In Buncombe County, North Carolina, more pre-election votes also mean more foot traffic, phone calls and computers at the elections office, which hits “near peak activity” in September, according to Corinne Duncan, the local election manager.

“When voters vote early, it means we have more votes than we can pre-process and verify before Election Day,” Duncan adds, referring to state law that allows election officials to begin polling. prepare absentee ballots for counting before election day. “This canvassing period is extremely busy for us, and we’re using it to make sure everything is audited. And so if we can get some of that moving forward, that really helps.”

Yet in some North Carolina counties, Election Day remains the day to vote for many voters, says Devon Houck, the Ashe County Board of Elections director who has been tracking voting patterns in this year’s primary election.
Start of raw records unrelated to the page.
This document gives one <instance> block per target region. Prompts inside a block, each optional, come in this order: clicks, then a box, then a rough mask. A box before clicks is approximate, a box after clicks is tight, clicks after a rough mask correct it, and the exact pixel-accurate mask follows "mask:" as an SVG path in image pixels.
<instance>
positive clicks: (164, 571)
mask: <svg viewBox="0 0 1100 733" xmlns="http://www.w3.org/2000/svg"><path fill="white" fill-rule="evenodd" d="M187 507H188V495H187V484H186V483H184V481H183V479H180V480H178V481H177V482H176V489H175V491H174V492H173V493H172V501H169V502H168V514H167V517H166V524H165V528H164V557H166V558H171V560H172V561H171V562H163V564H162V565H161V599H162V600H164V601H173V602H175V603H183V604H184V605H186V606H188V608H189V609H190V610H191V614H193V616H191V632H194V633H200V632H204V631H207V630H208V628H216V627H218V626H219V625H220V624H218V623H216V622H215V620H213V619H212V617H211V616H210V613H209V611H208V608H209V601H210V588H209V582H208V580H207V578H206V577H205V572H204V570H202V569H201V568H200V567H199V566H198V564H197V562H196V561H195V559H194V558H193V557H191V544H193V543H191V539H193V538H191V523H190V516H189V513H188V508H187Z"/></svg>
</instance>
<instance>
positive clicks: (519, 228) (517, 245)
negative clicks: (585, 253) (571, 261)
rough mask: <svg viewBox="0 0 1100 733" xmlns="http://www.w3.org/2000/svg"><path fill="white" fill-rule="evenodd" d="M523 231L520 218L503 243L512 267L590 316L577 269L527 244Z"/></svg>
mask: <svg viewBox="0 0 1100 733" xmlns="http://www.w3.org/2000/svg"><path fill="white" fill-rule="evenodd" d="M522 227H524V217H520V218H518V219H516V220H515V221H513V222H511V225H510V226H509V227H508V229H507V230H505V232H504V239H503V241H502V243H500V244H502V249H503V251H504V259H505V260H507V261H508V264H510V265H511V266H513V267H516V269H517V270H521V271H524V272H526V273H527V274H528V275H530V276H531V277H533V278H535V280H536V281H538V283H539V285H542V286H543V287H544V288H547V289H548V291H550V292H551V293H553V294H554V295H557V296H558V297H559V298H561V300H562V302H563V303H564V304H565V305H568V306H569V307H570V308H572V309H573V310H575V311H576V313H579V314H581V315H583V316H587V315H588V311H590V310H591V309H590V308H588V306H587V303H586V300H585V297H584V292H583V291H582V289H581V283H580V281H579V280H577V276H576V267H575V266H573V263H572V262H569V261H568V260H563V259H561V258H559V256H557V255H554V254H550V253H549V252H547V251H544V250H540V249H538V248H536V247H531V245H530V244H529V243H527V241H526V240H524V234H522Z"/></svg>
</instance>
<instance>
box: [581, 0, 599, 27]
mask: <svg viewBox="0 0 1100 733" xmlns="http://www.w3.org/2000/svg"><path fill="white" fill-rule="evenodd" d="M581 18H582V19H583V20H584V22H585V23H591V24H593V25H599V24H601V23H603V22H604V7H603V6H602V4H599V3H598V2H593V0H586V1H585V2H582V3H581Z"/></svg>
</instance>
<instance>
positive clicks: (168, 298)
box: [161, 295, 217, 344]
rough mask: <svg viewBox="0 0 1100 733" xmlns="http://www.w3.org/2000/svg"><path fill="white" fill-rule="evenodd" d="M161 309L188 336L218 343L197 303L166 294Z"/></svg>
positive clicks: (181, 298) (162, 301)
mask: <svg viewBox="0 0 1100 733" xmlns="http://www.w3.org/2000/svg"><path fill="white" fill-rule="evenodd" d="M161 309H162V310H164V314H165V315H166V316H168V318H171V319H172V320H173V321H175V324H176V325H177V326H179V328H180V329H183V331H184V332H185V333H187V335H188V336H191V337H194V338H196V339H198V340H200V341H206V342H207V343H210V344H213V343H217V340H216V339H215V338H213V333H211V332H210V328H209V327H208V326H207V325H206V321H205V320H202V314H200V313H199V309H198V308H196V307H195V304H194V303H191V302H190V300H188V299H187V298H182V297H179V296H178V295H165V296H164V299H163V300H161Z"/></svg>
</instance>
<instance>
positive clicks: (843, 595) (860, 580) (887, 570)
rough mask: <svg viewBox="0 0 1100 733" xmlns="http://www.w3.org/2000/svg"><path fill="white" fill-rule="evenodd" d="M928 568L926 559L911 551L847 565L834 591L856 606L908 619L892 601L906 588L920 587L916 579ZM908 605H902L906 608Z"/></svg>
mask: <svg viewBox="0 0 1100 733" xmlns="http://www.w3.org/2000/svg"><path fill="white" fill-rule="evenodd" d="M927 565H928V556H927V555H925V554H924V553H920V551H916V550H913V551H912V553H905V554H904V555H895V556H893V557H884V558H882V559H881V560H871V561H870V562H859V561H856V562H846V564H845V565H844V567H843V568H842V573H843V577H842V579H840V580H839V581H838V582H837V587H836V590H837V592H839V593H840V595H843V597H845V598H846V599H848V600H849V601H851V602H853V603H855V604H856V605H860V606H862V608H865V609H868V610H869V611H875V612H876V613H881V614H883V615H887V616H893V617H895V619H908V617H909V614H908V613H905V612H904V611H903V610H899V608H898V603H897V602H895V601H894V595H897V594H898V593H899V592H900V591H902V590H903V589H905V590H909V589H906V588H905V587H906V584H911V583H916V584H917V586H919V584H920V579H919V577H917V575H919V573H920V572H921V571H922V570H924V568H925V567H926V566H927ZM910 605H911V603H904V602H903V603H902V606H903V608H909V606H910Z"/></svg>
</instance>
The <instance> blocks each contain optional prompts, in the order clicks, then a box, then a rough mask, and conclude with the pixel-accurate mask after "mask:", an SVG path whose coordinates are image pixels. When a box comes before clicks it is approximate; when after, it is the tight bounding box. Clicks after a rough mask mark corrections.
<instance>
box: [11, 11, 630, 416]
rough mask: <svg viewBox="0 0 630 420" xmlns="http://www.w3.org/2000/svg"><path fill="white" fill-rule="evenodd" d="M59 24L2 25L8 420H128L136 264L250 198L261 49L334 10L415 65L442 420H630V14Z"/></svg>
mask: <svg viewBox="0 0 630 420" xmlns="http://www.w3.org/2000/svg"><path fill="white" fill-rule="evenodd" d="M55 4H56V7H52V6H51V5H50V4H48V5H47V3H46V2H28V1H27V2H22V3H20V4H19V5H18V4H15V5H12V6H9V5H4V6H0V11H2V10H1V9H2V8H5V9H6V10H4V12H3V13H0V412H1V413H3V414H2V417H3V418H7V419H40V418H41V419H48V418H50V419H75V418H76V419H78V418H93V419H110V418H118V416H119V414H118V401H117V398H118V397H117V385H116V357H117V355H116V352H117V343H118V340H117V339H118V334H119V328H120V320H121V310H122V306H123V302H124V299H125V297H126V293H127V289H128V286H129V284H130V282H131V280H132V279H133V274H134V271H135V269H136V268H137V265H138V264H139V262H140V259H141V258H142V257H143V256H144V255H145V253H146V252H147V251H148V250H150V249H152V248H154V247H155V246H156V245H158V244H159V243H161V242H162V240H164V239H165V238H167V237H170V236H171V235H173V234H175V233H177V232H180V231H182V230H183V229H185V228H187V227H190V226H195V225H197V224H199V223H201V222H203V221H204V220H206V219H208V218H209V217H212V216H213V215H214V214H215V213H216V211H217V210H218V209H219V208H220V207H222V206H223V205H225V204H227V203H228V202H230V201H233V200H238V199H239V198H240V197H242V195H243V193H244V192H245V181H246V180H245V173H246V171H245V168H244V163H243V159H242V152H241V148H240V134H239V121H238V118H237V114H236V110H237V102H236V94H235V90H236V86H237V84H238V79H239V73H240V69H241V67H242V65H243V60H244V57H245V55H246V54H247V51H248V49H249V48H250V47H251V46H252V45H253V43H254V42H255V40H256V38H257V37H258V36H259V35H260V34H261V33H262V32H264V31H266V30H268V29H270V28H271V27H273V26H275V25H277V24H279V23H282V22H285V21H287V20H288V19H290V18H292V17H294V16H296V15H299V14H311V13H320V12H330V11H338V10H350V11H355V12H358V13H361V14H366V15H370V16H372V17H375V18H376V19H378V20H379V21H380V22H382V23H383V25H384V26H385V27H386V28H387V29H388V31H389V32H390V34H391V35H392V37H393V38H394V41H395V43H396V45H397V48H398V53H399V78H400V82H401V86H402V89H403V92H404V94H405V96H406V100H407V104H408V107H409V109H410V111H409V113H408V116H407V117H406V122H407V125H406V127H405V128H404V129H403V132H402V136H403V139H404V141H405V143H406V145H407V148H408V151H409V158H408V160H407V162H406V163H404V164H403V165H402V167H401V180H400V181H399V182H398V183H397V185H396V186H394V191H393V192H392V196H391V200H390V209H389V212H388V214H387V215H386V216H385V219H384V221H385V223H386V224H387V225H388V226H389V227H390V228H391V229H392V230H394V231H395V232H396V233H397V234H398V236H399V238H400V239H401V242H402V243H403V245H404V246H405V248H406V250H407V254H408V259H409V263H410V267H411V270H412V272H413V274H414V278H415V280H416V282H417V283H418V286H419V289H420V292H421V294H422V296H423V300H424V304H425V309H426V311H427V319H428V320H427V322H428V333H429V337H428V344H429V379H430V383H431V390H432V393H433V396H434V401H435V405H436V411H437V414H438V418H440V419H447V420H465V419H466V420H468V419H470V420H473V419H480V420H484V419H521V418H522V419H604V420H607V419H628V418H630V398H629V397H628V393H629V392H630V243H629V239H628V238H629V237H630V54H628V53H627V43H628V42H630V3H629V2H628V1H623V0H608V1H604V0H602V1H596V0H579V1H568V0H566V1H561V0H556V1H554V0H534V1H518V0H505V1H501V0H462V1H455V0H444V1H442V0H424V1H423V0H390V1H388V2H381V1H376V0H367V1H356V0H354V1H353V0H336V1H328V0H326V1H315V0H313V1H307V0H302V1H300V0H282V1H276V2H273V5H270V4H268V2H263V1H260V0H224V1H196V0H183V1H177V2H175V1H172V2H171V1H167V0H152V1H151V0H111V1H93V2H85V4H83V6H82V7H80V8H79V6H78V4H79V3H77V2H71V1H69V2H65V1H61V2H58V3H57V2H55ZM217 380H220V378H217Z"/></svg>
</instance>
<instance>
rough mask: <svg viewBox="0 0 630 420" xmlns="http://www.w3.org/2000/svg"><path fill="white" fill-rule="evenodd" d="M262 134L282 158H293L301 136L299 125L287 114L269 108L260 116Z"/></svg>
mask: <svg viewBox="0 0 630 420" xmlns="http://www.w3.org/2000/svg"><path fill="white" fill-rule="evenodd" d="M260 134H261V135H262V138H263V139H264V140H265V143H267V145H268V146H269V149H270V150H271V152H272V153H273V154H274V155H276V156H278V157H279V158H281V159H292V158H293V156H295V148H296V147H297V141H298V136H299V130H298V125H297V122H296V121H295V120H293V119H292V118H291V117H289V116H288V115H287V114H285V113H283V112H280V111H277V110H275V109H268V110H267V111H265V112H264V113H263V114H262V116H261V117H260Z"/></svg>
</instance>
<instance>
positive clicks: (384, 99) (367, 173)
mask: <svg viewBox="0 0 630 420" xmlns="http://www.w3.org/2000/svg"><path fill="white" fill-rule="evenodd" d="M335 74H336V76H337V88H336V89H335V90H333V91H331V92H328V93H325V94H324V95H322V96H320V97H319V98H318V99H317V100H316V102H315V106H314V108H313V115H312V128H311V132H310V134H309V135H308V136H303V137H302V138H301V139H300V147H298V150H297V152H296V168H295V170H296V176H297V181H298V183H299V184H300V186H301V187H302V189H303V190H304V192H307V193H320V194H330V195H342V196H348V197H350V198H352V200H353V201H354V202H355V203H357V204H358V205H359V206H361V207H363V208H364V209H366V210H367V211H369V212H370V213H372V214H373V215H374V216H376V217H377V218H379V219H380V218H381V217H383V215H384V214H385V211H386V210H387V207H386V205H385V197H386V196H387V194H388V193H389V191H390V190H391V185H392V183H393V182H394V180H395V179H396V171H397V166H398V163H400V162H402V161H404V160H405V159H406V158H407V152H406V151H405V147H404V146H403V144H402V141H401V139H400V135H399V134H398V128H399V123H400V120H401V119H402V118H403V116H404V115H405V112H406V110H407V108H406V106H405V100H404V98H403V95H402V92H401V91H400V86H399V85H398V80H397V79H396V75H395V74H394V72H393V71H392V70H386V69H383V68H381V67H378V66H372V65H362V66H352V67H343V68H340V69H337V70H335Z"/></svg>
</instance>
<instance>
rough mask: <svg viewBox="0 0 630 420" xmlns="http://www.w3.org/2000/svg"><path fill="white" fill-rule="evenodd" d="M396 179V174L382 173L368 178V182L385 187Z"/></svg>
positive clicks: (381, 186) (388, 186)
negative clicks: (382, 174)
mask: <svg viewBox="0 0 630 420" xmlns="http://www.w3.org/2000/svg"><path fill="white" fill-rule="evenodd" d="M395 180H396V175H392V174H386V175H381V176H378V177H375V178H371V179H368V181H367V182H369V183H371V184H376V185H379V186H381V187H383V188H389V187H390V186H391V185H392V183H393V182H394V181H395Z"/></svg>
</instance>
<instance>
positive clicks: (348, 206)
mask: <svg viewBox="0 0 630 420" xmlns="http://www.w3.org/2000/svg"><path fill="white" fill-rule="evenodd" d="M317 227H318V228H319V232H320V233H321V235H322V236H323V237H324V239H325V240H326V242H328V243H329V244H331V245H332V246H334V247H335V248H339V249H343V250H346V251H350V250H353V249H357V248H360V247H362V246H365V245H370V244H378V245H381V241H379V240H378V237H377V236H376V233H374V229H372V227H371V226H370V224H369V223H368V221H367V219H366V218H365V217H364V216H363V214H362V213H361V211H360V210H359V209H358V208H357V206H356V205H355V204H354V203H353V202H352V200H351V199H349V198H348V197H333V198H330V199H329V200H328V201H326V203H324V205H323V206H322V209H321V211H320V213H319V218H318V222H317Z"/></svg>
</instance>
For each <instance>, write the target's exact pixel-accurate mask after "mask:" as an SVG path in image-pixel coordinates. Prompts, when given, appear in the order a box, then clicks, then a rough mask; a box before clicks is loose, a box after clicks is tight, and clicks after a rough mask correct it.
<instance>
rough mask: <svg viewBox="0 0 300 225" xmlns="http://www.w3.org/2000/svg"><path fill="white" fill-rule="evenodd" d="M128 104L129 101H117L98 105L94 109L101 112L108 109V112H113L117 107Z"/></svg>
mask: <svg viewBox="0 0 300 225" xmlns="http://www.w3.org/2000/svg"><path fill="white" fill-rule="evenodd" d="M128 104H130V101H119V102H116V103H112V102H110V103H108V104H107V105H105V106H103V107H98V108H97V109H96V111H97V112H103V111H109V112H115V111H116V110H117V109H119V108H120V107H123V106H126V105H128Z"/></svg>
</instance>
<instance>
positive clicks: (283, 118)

“We haven’t had an excessive number of absentees by mail. And we’re an older county, but we’re also a highly Republican county. And so I think that makes a difference as well,” Houck said.

Since 2020, there has been a growing difference in preference for postal voting that falls along partisan lines. With many GOP officials targeting mail-in ballot laws, Democrats are more likely than Republicans to say they prefer to vote by mail.

Whichever way voters choose to vote, however, Houck says for election officials, at least one thing is certain.

“Something my friends used to tell me, ‘Oh, well, you only work one day a year.’ And I say, ‘No,'” Houck laughs. “It takes a lot more than what the public actually knows to prepare for an election.”